17 KiB
RedFlag Security Architecture Audit
Date: 2025-01-07 Version: 0.1.23 Status: 🔴 Security Claims Not Fully Implemented
Executive Summary
RedFlag claims to implement a comprehensive security architecture including:
- Ed25519 digital signatures for agent updates
- Nonce-based replay protection
- Machine ID binding (anti-impersonation)
- Trust-On-First-Use (TOFU) public key distribution
- Command acknowledgment system
Finding: The security infrastructure code exists and is well-designed, but the update signing workflow is not operational. Zero signed update packages exist in the database, meaning agent updates cannot currently be verified.
Security Components - Detailed Analysis
1. Ed25519 Digital Signatures
✅ What's Implemented (Code Level)
Server Side:
-
aggregator-server/internal/services/signing.go:45-66-SignFile()function- Reads binary file
- Computes SHA-256 checksum
- Signs with Ed25519 private key
- Returns signature + checksum
-
aggregator-server/internal/api/handlers/agent_updates.go:320-363-SignUpdatePackage()endpoint- Receives:
{version, platform, architecture, binary_path} - Calls
SignFile() - Stores in
agent_update_packagestable
- Receives:
Agent Side:
aggregator-agent/cmd/agent/subsystem_handlers.go:782-813-verifyBinarySignature()function- Loads cached server public key
- Reads binary file
- Verifies Ed25519 signature
- Returns error if invalid
Update Handler:
aggregator-agent/cmd/agent/subsystem_handlers.go:346-495-handleUpdateAgent()- Validates nonce (line 397)

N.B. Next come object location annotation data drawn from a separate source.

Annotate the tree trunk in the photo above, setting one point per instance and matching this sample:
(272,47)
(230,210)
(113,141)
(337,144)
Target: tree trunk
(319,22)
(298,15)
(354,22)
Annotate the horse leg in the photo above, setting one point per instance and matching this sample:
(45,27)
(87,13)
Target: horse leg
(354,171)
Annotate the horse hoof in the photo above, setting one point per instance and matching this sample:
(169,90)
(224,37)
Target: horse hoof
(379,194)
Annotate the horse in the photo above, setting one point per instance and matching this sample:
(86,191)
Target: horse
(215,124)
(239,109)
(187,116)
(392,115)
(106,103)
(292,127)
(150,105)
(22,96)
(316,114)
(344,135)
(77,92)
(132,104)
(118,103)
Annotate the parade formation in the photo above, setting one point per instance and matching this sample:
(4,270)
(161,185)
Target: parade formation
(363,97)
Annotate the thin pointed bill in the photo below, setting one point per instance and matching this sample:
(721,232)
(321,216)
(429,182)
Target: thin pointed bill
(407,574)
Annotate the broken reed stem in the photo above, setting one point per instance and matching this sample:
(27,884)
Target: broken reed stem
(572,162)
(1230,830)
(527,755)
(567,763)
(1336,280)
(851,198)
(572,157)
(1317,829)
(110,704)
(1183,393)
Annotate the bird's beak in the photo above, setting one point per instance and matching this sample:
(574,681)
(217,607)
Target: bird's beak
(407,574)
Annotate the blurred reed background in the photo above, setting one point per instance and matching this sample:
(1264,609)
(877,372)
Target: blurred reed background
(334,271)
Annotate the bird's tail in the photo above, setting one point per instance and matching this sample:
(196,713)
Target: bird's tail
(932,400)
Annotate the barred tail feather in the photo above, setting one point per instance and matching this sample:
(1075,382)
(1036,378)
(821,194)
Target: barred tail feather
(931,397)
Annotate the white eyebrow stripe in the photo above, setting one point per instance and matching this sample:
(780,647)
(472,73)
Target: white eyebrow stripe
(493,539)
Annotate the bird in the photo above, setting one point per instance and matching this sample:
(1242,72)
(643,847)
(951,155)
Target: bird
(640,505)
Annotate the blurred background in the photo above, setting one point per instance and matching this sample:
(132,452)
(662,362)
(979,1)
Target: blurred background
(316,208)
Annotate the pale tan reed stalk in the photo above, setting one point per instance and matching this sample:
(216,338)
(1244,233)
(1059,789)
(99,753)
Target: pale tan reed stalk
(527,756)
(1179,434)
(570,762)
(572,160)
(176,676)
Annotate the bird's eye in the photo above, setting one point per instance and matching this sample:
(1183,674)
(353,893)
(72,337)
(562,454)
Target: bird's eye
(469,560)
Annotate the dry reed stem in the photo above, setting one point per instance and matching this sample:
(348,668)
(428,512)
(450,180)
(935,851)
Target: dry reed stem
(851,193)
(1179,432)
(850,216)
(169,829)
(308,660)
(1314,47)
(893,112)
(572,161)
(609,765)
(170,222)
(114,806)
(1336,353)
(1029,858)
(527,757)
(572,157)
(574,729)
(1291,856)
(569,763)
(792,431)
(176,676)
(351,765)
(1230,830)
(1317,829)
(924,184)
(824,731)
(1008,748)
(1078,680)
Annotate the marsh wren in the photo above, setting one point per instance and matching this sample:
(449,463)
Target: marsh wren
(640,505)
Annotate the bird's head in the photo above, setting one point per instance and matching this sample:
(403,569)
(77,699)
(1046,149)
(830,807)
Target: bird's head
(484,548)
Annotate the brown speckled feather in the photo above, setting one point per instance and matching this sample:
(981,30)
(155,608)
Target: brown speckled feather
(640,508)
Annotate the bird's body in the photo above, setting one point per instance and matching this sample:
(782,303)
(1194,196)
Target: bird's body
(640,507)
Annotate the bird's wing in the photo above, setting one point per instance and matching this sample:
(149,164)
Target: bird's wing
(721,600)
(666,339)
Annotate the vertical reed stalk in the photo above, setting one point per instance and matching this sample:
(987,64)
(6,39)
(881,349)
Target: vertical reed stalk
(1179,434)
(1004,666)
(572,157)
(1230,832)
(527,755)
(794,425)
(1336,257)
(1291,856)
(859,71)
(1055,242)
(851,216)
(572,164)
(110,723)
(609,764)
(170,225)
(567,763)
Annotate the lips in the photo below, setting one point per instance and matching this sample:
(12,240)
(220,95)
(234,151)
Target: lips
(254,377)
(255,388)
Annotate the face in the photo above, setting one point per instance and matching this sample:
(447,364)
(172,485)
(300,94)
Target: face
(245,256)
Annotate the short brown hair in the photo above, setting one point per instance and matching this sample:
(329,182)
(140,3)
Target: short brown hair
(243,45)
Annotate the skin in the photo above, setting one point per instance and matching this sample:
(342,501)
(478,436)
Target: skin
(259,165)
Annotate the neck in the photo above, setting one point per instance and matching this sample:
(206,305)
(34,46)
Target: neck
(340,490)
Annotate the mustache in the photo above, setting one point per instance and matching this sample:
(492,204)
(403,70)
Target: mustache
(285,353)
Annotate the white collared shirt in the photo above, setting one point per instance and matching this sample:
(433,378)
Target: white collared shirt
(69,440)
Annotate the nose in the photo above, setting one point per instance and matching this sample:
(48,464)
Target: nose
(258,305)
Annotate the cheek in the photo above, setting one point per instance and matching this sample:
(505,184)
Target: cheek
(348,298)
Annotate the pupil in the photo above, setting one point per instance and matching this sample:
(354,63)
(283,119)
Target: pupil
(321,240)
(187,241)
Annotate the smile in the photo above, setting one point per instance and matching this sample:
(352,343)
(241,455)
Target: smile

- Downloads binary (line 436)
- Verifies checksum (line 449)
- Verifies Ed25519 signature (line 456)
- Installs with atomic backup/rollback
❌ What's Missing (Workflow Level)
-
No Signed Packages in Database:
SELECT COUNT(*) FROM agent_update_packages; -- Result: 0 -
No Signing Automation:
- Agent binaries are built during
docker compose build(Dockerfile:19-28) - Binaries exist at
/app/binaries/{platform}/redflag-agent(10.8MB each) - But they are never signed and inserted into the database
- Agent binaries are built during
-
No UI for Signing:
- Setup wizard generates Ed25519 keypair ✅
- No interface to sign binaries ❌
- No interface to view signed packages ❌
- No interface to manage package versions ❌
-
Update Flow Fails:
Admin clicks "Update Agent" → POST /agents/:id/update → GetUpdatePackageByVersion(version, platform, arch) → Returns 404: "update package not found" → Update never starts
🔍 Manual Verification
To verify signing works, an admin would need to:
# 1. Get auth token
TOKEN=$(curl -X POST http://localhost:8080/api/v1/auth/login \
-d '{"username":"admin","password":"<password>"}' | jq -r .token)
# 2. Sign the binary
curl -X POST http://localhost:8080/api/v1/updates/packages/sign \
-H "Authorization: Bearer $TOKEN" \
-H "Content-Type: application/json" \
-d '{
"version": "0.1.23",
"platform": "linux",
"architecture": "amd64",
"binary_path": "/app/binaries/linux-amd64/redflag-agent"
}'
# 3. Verify in database
docker exec redflag-postgres psql -U redflag -d redflag \
-c "SELECT version, platform, left(signature, 16) FROM agent_update_packages;"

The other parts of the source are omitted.